Kasich: Through the new JobsOhio partnership my administration will be forging new relationships and outreach to business in the state. As a public-private partnership, the state will strive to move at the speed of business, providing answers and incentives in timely fashion rather than [after] months of haggling. With business as a full partner the message will be direct and focused on generating investment, profit, and jobs for Ohio-based operations.
Which particular industry sectors would be well served by your state's resources?
Kasich:Through the work of Battelle and Cleveland State University, we know the key driver industries in this state and have been able to identify emerging opportunities as well. Manufacturing has been a core base activity of Ohio business and we will continue to support new investment and new product development to push that core to the next level. Through our aerospace, polymers, bioscience, and automotive partnerships, we anticipate expanded activity as the national economy improves.
How will the state continue to serve its existing industry?
Kasich: Ohio has a vast array of existing programs that provide technical, financial, and tax incentives that have been available to Ohio-based operations making strategic investments in the state. We expect those programs will continue to be available.
In today's economic environment, what is your administration's policy on financial incentives to business?
Kasich:State tax reform has had a positive impact on reducing the cost-of-doing business in the state. As we move forward we will continue to look for ways to minimize the costs and maximize the incentive for continued investment. The first step will be crafting a balanced biannual budget without tax increases.
Recognizing that Ohio has a large number of headquarters and large manufacturers already, we want to support their reinvestment and commitment to world-class production by supporting an expanded Job Retention Tax Credit. Given the state's tight budget, we recognize that it is important to seed our future growth.

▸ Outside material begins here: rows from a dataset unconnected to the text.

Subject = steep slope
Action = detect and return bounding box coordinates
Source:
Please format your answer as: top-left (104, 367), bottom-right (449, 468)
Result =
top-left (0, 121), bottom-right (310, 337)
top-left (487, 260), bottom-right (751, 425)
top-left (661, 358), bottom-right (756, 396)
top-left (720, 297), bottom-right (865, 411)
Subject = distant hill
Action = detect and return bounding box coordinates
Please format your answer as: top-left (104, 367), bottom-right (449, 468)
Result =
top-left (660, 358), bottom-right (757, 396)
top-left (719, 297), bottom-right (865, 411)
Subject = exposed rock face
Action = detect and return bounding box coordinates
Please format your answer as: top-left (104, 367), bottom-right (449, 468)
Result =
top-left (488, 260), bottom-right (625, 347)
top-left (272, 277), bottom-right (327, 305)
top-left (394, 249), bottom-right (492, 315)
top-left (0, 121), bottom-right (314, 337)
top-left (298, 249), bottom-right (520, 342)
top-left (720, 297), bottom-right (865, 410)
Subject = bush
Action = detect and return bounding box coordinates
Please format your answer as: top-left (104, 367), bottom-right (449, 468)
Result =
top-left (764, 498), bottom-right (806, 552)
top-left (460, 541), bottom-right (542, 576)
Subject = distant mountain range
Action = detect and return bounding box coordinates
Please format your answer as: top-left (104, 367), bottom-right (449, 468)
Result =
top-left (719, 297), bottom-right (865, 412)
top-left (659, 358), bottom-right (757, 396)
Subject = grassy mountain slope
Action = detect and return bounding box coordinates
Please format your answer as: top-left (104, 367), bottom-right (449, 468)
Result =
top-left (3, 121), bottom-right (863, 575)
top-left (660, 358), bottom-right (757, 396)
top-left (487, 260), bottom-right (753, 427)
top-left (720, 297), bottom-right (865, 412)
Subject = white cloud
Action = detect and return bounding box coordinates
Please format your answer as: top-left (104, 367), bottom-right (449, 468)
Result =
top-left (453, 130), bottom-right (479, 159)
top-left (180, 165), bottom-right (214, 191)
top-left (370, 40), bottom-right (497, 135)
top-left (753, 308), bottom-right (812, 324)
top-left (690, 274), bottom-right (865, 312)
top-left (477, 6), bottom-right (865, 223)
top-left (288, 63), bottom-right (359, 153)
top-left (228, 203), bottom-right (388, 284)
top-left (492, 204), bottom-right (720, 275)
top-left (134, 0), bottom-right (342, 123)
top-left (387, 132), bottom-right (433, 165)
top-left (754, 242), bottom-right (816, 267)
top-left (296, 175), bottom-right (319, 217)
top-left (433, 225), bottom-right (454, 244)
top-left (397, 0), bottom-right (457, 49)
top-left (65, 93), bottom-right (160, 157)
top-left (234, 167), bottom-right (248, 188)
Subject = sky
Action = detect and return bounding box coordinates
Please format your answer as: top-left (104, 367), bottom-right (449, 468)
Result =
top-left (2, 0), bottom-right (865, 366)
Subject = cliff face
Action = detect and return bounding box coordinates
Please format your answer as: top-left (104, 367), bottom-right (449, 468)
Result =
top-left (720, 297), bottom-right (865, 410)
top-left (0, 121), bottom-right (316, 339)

Do you plan to undertake any specific educational initiatives to encourage businesses to locate and remain in your state?
Kasich: The administration has begun discussions between Ohio public universities and private businesses to locate satellite campuses closer to the job sites to build a skilled labor base. And recognizing that time is money the administration is proposing three-year college degrees to make more job candidates available in a shorter time.
Further, the administration is beginning dialogs with our large public research universities on how to accelerate research concepts into commercial ventures. Already, Gordon Gee, president of The Ohio State University, has announced a key hire of a vice president for technology commercialization.
Are there any changes to your state's tax and/or regulatory code that you are proposing in order to encourage business development?
Kasich: Lt. Governor Taylor is undertaking the Common Sense Initiative (CSI) to review all levels of government to evaluate the impact of agency rules on small business. CSI Ohio will hold state agencies accountable for promoting flexibility, balance, transparency, and consistency as rules and regulations impacting businesses are developed or renewed.
"This is common sense and it is encouraging to see the legislature support CSI Ohio and our process of cutting through the red tape and eliminating burdensome, costly, and duplicative rules and regulations," Taylor said. "This will help us revive Ohio's economy and improve our business community's ability to put their job-creating ideas into action."